II. La confirmation de la finalité de la règle d’urbanisme
En adoptant une interprétation stricte de la notion de dépendance, la décision de la cour vient protéger le caractère spécifique de la zone concernée (A) et envoie un signal clair quant à l’application future de cette disposition pour les projets à venir (B).
A. La protection du caractère rural et de la faible densité de la zone
L’article NB1 du plan d’occupation des sols s’applique à une zone définie comme « à caractère rural dominant, comportant des constructions dispersées, dépourvue d’équipements communs », les terrains y étant de grande superficie. L’objectif de cette réglementation est manifestement de préserver le paysage et d’éviter une densification excessive de l’habitat qui dénaturerait le secteur. La restriction imposée pour la construction d’un second logement, qui doit rester une « simple dépendance », participe directement à cet objectif.

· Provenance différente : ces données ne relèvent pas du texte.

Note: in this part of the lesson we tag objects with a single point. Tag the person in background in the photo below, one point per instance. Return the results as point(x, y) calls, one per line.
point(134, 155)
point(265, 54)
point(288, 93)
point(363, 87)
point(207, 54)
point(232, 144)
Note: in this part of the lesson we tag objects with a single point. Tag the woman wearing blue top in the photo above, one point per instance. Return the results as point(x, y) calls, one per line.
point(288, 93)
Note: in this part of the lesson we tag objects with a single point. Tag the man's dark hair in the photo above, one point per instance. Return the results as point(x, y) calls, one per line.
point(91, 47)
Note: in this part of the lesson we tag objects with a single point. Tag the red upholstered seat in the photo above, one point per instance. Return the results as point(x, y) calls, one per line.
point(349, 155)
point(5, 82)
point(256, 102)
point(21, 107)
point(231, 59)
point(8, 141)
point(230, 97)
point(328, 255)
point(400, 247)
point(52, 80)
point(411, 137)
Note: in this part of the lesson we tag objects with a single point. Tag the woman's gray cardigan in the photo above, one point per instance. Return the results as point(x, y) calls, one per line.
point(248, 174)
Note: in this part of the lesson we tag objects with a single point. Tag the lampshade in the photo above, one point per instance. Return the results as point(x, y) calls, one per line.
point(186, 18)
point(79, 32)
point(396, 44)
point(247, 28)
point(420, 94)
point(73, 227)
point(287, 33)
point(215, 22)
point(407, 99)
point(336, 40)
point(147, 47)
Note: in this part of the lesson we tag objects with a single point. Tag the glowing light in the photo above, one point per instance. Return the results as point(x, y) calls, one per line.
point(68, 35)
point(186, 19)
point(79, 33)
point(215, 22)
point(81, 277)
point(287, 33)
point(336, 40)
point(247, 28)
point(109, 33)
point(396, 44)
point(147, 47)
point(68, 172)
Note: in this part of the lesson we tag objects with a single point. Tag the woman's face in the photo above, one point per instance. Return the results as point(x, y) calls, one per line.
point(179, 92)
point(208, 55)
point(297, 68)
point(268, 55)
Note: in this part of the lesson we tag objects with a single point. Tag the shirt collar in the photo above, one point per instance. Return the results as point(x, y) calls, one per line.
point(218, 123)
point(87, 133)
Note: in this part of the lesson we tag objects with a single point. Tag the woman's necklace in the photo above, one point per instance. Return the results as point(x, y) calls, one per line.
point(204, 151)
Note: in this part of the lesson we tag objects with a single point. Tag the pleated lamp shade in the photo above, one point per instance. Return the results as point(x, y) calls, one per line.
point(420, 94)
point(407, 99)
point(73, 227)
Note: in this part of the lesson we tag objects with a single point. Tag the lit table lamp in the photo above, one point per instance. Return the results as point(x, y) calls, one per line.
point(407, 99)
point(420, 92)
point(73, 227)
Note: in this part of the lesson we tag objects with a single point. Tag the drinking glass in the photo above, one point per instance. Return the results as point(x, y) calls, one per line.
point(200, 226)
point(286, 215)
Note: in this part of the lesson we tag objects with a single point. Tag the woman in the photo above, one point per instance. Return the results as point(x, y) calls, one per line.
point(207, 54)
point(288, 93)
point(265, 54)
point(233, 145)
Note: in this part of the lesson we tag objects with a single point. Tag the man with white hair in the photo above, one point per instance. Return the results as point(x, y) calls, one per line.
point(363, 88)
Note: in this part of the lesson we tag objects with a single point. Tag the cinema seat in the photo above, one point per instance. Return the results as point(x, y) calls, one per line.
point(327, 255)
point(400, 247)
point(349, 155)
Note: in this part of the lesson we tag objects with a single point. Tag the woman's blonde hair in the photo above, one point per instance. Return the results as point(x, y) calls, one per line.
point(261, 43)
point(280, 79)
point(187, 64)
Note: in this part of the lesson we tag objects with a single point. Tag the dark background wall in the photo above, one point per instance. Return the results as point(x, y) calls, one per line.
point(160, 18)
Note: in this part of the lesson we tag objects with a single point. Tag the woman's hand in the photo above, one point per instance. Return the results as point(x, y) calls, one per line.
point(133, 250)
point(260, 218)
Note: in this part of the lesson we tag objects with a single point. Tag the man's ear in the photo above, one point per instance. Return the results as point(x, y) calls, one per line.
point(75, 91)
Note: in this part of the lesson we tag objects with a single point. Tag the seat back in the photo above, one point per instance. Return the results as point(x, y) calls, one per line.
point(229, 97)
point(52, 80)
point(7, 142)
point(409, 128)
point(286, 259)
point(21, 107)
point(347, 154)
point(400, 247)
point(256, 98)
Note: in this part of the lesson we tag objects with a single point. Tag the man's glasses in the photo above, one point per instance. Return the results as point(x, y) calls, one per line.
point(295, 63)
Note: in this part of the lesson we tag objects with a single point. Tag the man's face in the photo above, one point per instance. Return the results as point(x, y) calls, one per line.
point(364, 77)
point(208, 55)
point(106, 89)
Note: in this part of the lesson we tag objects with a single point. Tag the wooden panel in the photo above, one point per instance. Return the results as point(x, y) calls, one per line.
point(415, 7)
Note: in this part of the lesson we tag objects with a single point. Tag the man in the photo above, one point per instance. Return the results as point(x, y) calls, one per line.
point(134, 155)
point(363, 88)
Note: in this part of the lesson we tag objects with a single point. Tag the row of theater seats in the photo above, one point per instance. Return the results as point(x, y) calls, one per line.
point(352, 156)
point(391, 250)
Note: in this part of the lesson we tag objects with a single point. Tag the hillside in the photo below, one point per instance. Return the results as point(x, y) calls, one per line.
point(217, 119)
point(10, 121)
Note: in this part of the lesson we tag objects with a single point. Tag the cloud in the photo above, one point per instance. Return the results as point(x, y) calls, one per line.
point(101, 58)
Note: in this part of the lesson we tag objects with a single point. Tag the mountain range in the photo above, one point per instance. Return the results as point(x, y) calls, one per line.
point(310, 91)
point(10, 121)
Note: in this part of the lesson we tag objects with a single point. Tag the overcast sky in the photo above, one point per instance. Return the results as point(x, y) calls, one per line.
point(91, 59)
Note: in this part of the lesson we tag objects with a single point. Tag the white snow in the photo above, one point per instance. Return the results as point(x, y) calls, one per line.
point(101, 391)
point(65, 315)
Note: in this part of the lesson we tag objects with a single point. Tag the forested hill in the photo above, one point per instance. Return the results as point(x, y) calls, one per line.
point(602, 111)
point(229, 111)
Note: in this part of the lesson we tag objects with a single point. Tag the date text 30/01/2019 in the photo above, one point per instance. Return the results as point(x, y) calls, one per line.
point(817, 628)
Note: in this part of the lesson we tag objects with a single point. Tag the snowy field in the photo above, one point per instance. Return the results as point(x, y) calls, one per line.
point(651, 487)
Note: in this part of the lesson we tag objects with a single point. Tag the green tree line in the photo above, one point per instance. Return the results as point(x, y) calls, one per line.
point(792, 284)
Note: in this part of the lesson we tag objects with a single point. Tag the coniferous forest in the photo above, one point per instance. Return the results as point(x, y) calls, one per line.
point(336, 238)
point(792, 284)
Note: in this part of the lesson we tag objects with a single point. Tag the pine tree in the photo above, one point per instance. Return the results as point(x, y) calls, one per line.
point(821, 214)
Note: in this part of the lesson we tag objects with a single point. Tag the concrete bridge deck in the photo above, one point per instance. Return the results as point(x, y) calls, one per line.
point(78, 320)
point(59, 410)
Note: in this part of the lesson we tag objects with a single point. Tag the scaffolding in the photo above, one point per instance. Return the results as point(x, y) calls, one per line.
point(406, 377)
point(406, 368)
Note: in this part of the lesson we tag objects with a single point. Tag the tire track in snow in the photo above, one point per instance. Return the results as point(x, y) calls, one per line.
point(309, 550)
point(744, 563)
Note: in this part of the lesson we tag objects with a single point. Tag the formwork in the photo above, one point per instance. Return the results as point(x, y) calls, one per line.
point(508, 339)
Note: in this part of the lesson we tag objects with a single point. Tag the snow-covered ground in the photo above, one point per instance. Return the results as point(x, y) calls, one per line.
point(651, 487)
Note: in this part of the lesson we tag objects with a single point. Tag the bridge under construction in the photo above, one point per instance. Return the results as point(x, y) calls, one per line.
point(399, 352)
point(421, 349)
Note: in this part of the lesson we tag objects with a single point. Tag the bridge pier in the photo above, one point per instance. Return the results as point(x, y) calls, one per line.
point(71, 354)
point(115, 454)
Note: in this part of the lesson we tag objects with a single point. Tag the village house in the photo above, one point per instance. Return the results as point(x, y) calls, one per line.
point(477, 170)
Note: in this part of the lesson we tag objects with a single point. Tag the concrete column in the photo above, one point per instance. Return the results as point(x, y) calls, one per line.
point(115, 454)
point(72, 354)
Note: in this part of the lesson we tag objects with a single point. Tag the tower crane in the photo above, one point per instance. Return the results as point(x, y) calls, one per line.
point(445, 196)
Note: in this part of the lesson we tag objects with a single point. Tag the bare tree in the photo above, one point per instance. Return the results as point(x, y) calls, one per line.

En refusant de valider un projet qui, sous couvert de la création d’une dépendance, revenait en réalité à édifier une seconde villa autonome sur la même parcelle, la cour donne son plein effet à l’intention du pouvoir réglementaire local. Elle empêche ainsi un détournement de la règle qui aurait pour conséquence d’augmenter la densité de construction et de porter atteinte au caractère de la zone. Le jugement de la cour a donc une valeur de sauvegarde, en assurant la cohérence entre la norme et sa finalité de protection environnementale et paysagère.
B. La portée de la décision pour les autorisations d’urbanisme futures
Au-delà du cas d’espèce, cet arrêt a une portée pédagogique non négligeable pour les constructeurs et les autorités compétentes en matière d’urbanisme dans la collectivité. Il clarifie ce qui ne peut être considéré comme une simple dépendance et établit une méthode d’analyse fondée sur des critères objectifs et concrets. La décision vient ainsi encadrer plus fermement la délivrance des permis de construire dans les zones de faible densité.
Elle indique clairement que l’exception permettant la construction d’un second logement doit être interprétée de manière restrictive et ne peut servir de prétexte à une division de fait des unités foncières. Les futurs pétitionnaires et l’administration instructrice sont désormais avertis que la qualification de dépendance sera appréciée au regard de la modestie de la construction et de son lien fonctionnel avec l’habitation principale. Cette jurisprudence est donc de nature à prévenir les tentatives de contournement de la règle et à garantir une application plus uniforme et prévisible du plan d’occupation des sols.